Hari-hari Buku dan Budaya Baca
Hari-hari Buku dan Budaya Baca.
Dunia Perpustakaan | Paling tidak ada empat hari dalam setahun kita diingatkan tentang buku dan budaya membaca, dan untuk tahun ini 2016 telah berlalu, yaitu; Hari Buku Anak Sedunia 2 April, Hari Buku Internasional 23 April, dan Hari Buku Nasional pada 17 Mei. Sementara satu lagi kita diingatkan kembali pada 8 September kemarin sebagai Hari Aksara Internasional.
Terlepas bahwa setiap penentuan hari itu ada sejarahnya atau awal mula kenapa ditetapkannya maka kita tentu bersyukur adanya beberapa hari dalam setahun yang mengingatkan kita pada pentingnya buku dan budaya membaca. Sehingga tiap kali kita terlalaikan oleh berbagai kesibukan maka hari-hari buku itu mengembalikan kita pada hal asasi yang tidak boleh terlupakan.

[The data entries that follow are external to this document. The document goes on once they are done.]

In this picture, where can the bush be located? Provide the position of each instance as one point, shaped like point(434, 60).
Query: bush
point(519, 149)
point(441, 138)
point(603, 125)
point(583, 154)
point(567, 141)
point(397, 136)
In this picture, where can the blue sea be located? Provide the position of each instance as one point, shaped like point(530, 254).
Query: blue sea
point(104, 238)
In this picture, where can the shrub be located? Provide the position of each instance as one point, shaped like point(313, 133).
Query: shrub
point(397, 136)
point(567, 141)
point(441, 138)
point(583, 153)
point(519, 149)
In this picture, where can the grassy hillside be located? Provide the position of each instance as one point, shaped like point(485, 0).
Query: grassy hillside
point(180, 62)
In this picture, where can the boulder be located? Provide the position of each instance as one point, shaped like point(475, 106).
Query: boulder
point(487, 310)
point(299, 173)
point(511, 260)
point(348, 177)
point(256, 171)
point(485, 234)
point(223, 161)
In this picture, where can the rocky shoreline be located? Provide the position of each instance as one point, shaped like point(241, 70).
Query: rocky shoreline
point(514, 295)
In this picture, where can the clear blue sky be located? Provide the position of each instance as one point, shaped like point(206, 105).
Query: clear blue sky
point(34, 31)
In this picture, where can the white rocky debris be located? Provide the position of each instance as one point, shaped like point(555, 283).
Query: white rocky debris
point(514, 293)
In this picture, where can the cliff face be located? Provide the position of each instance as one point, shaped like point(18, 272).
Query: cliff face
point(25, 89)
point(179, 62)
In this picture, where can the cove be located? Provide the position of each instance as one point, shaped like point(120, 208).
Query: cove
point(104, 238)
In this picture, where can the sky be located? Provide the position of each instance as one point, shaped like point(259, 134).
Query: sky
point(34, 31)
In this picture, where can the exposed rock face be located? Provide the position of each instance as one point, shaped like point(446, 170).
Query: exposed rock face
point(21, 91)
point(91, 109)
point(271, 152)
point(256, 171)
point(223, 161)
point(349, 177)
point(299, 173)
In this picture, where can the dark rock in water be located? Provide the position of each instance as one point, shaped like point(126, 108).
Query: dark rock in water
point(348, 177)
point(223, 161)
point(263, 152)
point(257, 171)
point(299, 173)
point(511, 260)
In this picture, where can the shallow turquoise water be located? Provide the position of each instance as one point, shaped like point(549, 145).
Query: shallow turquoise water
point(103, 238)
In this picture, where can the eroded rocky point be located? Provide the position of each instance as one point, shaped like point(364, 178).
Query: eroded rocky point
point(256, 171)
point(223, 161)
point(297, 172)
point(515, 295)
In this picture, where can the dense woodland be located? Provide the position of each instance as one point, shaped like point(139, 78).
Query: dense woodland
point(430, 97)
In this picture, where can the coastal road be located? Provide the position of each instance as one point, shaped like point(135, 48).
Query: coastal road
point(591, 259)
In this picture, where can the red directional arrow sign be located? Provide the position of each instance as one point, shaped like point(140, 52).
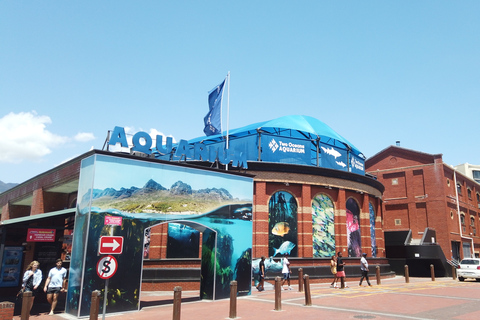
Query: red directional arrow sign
point(110, 245)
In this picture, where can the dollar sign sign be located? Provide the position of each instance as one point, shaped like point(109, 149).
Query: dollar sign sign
point(106, 267)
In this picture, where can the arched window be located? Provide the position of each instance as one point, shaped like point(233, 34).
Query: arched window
point(354, 240)
point(323, 226)
point(372, 230)
point(282, 224)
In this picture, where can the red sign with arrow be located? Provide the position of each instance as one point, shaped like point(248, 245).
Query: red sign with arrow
point(110, 245)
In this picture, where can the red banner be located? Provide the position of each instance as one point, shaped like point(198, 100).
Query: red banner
point(41, 235)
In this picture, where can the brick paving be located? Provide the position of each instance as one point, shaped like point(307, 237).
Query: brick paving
point(421, 299)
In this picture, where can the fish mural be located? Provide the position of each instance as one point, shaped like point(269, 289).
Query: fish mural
point(372, 230)
point(282, 223)
point(332, 152)
point(281, 229)
point(341, 164)
point(323, 226)
point(286, 247)
point(270, 265)
point(183, 241)
point(353, 229)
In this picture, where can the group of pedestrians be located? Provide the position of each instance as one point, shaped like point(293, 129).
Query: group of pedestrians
point(55, 283)
point(337, 268)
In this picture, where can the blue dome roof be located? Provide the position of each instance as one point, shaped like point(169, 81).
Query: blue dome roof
point(295, 126)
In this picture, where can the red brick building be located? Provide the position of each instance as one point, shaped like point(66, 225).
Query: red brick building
point(424, 193)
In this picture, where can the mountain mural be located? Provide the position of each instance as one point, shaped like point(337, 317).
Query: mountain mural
point(154, 197)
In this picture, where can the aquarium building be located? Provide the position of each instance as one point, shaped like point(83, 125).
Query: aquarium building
point(310, 198)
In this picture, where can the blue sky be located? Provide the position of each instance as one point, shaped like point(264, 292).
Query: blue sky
point(374, 71)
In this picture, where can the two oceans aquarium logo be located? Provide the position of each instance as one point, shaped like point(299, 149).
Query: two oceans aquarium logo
point(286, 147)
point(334, 153)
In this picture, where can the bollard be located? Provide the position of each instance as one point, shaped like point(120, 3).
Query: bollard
point(233, 300)
point(278, 294)
point(379, 281)
point(26, 303)
point(95, 305)
point(177, 302)
point(300, 279)
point(7, 310)
point(308, 296)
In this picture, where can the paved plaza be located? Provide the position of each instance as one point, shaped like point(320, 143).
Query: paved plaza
point(420, 299)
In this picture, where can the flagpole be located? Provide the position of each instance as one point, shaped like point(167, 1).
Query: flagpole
point(228, 105)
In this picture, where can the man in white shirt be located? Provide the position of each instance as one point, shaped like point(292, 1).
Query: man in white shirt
point(286, 271)
point(364, 269)
point(56, 282)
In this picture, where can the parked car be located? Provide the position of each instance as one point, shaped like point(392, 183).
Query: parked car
point(469, 268)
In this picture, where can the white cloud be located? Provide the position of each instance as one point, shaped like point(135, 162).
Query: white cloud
point(84, 137)
point(24, 137)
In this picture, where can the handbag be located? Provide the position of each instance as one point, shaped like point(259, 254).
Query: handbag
point(20, 294)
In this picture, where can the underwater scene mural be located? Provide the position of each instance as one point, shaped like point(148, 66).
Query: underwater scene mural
point(353, 229)
point(323, 224)
point(372, 230)
point(145, 194)
point(183, 241)
point(282, 222)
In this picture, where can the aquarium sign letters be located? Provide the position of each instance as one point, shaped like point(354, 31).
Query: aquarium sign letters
point(142, 142)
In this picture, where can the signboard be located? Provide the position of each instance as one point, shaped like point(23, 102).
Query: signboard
point(106, 267)
point(281, 149)
point(41, 235)
point(110, 245)
point(113, 221)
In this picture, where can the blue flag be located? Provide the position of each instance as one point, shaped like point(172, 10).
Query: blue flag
point(213, 119)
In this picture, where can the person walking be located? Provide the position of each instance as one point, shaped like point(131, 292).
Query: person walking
point(333, 269)
point(31, 280)
point(56, 282)
point(364, 269)
point(261, 274)
point(341, 271)
point(286, 271)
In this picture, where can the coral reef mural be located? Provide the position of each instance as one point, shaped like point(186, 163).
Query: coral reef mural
point(323, 225)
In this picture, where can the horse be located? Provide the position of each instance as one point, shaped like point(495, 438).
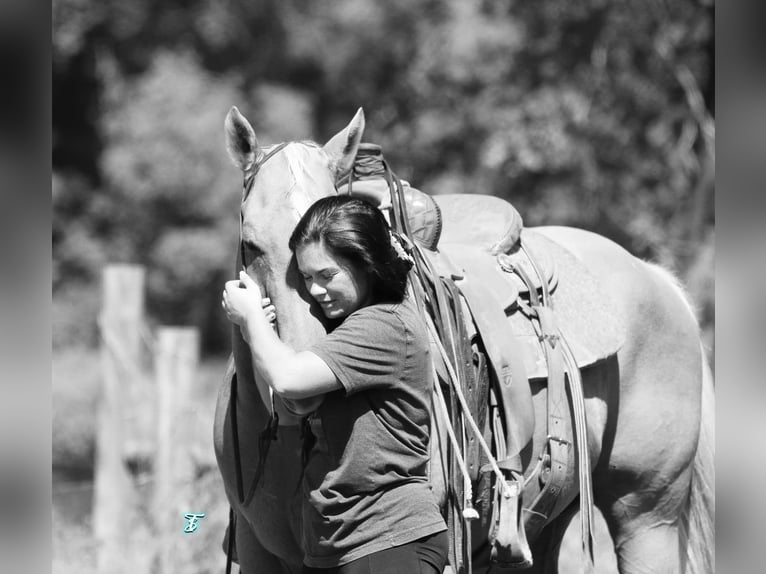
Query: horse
point(649, 406)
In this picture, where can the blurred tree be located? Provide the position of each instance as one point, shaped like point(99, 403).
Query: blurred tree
point(594, 114)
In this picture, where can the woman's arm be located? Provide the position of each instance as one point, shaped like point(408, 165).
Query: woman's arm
point(292, 374)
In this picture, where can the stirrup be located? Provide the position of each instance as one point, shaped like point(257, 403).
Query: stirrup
point(509, 547)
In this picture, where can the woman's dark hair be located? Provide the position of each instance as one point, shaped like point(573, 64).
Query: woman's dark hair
point(355, 229)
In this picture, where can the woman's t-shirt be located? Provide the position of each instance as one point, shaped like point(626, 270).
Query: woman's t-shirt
point(365, 478)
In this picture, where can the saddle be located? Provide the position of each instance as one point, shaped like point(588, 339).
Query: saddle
point(511, 306)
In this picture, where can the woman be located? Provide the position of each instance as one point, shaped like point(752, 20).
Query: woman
point(368, 506)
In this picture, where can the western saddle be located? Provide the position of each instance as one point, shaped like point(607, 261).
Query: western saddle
point(473, 271)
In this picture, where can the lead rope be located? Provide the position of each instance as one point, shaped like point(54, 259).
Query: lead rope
point(269, 433)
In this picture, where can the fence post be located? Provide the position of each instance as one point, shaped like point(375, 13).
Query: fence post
point(176, 362)
point(115, 498)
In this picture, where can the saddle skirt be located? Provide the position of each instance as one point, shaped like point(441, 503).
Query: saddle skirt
point(586, 315)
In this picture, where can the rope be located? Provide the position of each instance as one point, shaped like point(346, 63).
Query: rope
point(466, 411)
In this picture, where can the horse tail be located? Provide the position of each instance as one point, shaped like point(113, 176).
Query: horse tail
point(698, 521)
point(697, 525)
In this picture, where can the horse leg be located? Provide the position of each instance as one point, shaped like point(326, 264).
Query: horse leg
point(253, 557)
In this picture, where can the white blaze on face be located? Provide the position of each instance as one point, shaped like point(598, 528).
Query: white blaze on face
point(311, 176)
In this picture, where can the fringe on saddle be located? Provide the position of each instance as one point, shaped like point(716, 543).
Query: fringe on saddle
point(486, 405)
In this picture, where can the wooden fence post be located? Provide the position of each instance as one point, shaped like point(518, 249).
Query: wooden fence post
point(115, 499)
point(176, 363)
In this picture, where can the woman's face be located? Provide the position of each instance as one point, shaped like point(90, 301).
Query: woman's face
point(334, 282)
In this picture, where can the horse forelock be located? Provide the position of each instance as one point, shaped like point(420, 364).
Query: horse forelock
point(309, 167)
point(299, 176)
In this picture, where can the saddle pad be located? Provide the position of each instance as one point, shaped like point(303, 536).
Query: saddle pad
point(584, 312)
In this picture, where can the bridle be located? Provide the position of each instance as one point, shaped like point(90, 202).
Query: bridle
point(269, 433)
point(247, 186)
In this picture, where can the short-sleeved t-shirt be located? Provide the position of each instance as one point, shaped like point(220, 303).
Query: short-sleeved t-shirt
point(365, 479)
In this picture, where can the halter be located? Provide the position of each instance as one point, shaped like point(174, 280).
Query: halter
point(269, 433)
point(246, 187)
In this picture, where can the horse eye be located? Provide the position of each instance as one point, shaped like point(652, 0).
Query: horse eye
point(253, 250)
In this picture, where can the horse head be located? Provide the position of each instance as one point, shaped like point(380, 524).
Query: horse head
point(280, 183)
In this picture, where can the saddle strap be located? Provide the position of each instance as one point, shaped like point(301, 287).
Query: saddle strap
point(542, 507)
point(509, 367)
point(563, 371)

Dan ia juga menjadi timing (waktu) untuk mengevaluasi kembali pencapaian naik turunnya budaya membaca kita dari tahun ke tahun. Apakah budaya membaca di negeri ini kian meningkat, tetap atau malah semakin menurun.
Tahun 2012 Organisation for Economic Co-operation and Development (OECD) merilis hasil surveinya bahwa Indonesia berada di peringkat paling bawah dalam minat baca di kawasan Asia Timur. Demikian pula dengan survei UNESCO di tahun yang sama menyatakan bahwa minat baca masyarakat Indonesia 1 banding 1000.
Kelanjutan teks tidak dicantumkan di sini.